Correlation

calculates the correlation between two series of data.

Input

It takes in a DataFrame and transforms it to another DataFrame

Output

The input DataFrame is passed along to the next Processors

Type

transform

Class

fire.nodes.ml.NodeCorrelation

Fields

Name

Title

Description

title

Title

inputCols

Input Column for Correlation

Column Names to check correlation

Details

Correlation Node Details

Correlation is to measure if two variables or two feature columns tend to move in together in same or opposite direction.

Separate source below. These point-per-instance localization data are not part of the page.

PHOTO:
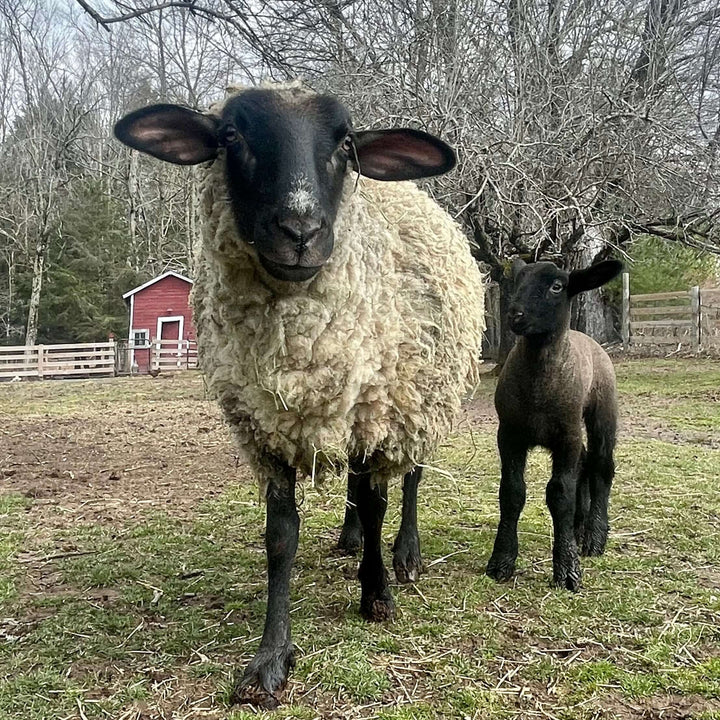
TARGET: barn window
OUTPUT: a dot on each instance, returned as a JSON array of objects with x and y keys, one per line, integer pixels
[{"x": 141, "y": 338}]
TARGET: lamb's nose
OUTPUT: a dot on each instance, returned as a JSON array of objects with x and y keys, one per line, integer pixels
[{"x": 301, "y": 229}]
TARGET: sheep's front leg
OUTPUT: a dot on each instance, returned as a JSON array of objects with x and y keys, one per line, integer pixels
[
  {"x": 513, "y": 456},
  {"x": 268, "y": 670},
  {"x": 560, "y": 495},
  {"x": 407, "y": 560},
  {"x": 376, "y": 601},
  {"x": 350, "y": 540}
]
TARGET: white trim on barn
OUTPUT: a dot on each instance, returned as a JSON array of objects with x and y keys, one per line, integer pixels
[
  {"x": 130, "y": 293},
  {"x": 181, "y": 327},
  {"x": 130, "y": 331}
]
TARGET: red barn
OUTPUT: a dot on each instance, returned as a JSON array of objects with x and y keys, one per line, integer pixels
[{"x": 159, "y": 310}]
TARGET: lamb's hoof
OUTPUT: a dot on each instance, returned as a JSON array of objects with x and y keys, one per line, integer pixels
[
  {"x": 500, "y": 568},
  {"x": 568, "y": 575},
  {"x": 264, "y": 678},
  {"x": 407, "y": 560},
  {"x": 377, "y": 607},
  {"x": 350, "y": 541}
]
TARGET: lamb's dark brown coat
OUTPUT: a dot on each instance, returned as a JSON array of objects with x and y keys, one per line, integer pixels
[{"x": 554, "y": 382}]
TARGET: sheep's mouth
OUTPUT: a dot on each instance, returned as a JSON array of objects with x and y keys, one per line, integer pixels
[
  {"x": 289, "y": 273},
  {"x": 521, "y": 327}
]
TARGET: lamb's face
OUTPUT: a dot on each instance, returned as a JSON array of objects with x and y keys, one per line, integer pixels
[
  {"x": 286, "y": 159},
  {"x": 540, "y": 302},
  {"x": 286, "y": 153}
]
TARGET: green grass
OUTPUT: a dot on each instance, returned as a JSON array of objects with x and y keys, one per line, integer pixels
[{"x": 148, "y": 615}]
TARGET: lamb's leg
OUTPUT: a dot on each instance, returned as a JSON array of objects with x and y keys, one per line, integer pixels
[
  {"x": 407, "y": 560},
  {"x": 268, "y": 670},
  {"x": 513, "y": 456},
  {"x": 582, "y": 500},
  {"x": 560, "y": 495},
  {"x": 376, "y": 602},
  {"x": 601, "y": 428},
  {"x": 350, "y": 541}
]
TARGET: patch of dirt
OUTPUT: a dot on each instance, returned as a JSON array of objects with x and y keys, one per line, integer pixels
[
  {"x": 658, "y": 707},
  {"x": 632, "y": 426},
  {"x": 102, "y": 467}
]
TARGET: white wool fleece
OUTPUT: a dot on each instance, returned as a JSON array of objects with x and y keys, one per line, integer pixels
[{"x": 370, "y": 358}]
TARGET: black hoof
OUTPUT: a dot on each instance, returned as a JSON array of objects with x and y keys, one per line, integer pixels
[
  {"x": 350, "y": 541},
  {"x": 264, "y": 678},
  {"x": 407, "y": 560},
  {"x": 568, "y": 575},
  {"x": 377, "y": 607},
  {"x": 500, "y": 568}
]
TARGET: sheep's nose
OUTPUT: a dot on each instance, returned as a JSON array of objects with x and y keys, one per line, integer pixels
[{"x": 301, "y": 229}]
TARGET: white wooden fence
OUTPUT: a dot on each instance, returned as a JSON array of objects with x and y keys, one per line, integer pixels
[
  {"x": 102, "y": 359},
  {"x": 689, "y": 318},
  {"x": 58, "y": 361}
]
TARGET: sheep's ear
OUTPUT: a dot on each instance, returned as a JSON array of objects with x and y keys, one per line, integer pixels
[
  {"x": 593, "y": 277},
  {"x": 402, "y": 154},
  {"x": 172, "y": 133}
]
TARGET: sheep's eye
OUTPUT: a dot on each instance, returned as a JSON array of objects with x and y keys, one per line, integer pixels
[
  {"x": 230, "y": 135},
  {"x": 346, "y": 145}
]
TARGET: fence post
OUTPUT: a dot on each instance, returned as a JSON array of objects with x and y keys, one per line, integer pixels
[
  {"x": 695, "y": 312},
  {"x": 113, "y": 350},
  {"x": 626, "y": 311},
  {"x": 41, "y": 358}
]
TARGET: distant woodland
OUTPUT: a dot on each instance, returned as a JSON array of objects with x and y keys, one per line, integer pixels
[{"x": 583, "y": 127}]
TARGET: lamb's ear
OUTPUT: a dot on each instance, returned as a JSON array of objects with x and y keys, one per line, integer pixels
[
  {"x": 402, "y": 154},
  {"x": 593, "y": 277},
  {"x": 172, "y": 133}
]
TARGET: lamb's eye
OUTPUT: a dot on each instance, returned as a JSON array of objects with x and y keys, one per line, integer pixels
[
  {"x": 346, "y": 145},
  {"x": 230, "y": 135}
]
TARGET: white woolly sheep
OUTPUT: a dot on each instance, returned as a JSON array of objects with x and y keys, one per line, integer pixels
[
  {"x": 554, "y": 380},
  {"x": 339, "y": 318}
]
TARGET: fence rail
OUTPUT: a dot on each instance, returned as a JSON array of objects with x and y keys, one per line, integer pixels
[
  {"x": 47, "y": 361},
  {"x": 103, "y": 359},
  {"x": 174, "y": 354},
  {"x": 688, "y": 318}
]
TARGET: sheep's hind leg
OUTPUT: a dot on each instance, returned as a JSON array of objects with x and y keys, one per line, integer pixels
[
  {"x": 600, "y": 470},
  {"x": 407, "y": 560},
  {"x": 268, "y": 670},
  {"x": 582, "y": 500},
  {"x": 350, "y": 541},
  {"x": 560, "y": 495},
  {"x": 513, "y": 456},
  {"x": 376, "y": 601}
]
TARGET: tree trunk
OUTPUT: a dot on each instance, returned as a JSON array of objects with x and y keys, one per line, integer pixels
[
  {"x": 507, "y": 337},
  {"x": 588, "y": 309},
  {"x": 36, "y": 291}
]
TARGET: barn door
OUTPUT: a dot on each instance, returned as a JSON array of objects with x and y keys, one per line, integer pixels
[{"x": 169, "y": 344}]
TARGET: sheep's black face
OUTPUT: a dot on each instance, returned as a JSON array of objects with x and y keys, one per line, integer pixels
[
  {"x": 287, "y": 152},
  {"x": 540, "y": 302},
  {"x": 286, "y": 162}
]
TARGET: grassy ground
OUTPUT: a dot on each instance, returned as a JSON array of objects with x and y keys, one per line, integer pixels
[{"x": 132, "y": 569}]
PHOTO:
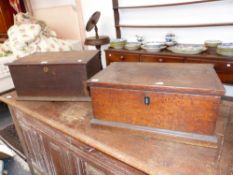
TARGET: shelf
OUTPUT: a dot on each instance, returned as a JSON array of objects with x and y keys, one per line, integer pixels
[
  {"x": 165, "y": 5},
  {"x": 176, "y": 26}
]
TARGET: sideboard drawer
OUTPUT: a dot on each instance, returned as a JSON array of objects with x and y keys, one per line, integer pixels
[
  {"x": 161, "y": 59},
  {"x": 220, "y": 66},
  {"x": 119, "y": 57}
]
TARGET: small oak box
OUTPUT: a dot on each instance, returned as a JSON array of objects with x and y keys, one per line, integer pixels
[
  {"x": 54, "y": 76},
  {"x": 172, "y": 96}
]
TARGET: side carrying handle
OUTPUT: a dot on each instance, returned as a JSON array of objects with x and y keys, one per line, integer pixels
[{"x": 146, "y": 100}]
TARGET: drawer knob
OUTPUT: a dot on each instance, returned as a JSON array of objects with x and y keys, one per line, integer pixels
[
  {"x": 160, "y": 60},
  {"x": 146, "y": 100}
]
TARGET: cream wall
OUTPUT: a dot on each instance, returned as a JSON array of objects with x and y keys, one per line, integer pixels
[{"x": 61, "y": 15}]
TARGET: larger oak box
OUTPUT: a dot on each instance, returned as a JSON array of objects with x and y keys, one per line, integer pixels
[
  {"x": 54, "y": 76},
  {"x": 171, "y": 97}
]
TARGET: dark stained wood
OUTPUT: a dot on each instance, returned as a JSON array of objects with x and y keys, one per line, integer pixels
[
  {"x": 177, "y": 97},
  {"x": 51, "y": 152},
  {"x": 64, "y": 123},
  {"x": 58, "y": 76},
  {"x": 223, "y": 65},
  {"x": 165, "y": 5},
  {"x": 175, "y": 77},
  {"x": 118, "y": 57},
  {"x": 177, "y": 112},
  {"x": 116, "y": 14}
]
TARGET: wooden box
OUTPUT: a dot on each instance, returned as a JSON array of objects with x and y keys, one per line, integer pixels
[
  {"x": 157, "y": 97},
  {"x": 54, "y": 76}
]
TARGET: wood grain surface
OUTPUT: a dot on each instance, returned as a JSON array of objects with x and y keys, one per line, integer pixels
[{"x": 146, "y": 153}]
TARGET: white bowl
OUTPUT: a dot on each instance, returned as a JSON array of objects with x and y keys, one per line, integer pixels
[
  {"x": 132, "y": 45},
  {"x": 190, "y": 49}
]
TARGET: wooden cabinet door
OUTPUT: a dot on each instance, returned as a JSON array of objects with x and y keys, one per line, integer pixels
[
  {"x": 121, "y": 57},
  {"x": 36, "y": 153},
  {"x": 59, "y": 157},
  {"x": 82, "y": 167}
]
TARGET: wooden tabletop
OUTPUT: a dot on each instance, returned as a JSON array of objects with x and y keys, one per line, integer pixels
[{"x": 149, "y": 154}]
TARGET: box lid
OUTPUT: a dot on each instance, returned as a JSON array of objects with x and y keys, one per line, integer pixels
[
  {"x": 67, "y": 57},
  {"x": 173, "y": 77}
]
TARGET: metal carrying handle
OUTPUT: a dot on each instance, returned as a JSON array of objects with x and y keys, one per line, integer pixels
[{"x": 146, "y": 100}]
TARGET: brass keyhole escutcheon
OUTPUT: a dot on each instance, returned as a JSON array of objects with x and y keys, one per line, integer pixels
[{"x": 45, "y": 69}]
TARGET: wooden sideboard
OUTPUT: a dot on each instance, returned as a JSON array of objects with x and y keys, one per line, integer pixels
[
  {"x": 51, "y": 152},
  {"x": 223, "y": 65},
  {"x": 58, "y": 139}
]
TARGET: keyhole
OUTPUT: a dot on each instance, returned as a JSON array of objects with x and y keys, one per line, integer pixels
[{"x": 146, "y": 100}]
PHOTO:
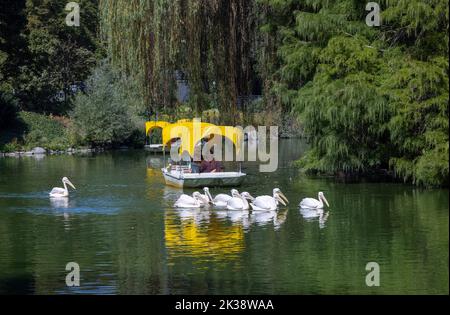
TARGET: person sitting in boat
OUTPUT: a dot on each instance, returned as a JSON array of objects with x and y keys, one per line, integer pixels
[{"x": 210, "y": 166}]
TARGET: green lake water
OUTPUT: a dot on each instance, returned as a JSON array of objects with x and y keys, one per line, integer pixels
[{"x": 120, "y": 227}]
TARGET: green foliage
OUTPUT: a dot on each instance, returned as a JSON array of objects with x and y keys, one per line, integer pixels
[
  {"x": 109, "y": 112},
  {"x": 44, "y": 131},
  {"x": 41, "y": 57},
  {"x": 8, "y": 110}
]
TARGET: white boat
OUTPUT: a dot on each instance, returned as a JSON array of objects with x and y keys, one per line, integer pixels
[{"x": 185, "y": 136}]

The idea is to detect if one variable or feature column can be predicted by another variable or feature column.

The Correlation node uses the method of Pearson’s correlation for checking correlation between two continuous variables (or feature columns)

Input Parameters

  • OUTPUT STORAGE LEVEL : Keep this as DEFAULT.

  • TITLE : A short description to summarizes what the data depicts.

  • INPUT COLUMN FOR CORRELATION :

  • Available : A list of numeric columns derived from the input dataframe schema.

  • Selected : A list of numeric columns among which the correlation is to be predicted.

Examples

Correlation Node Example

For a given dataframe having the below schema:

Course  | Amount | Discount|
(String)| Double | Double  |
----------------------------

We can select the Amount and Discount fields for which we need to find the correlation.

This will yield three separate output sections:

  • A Correlation Table

  • A Correlation Matrix &

  • A sample data values of the input dataframe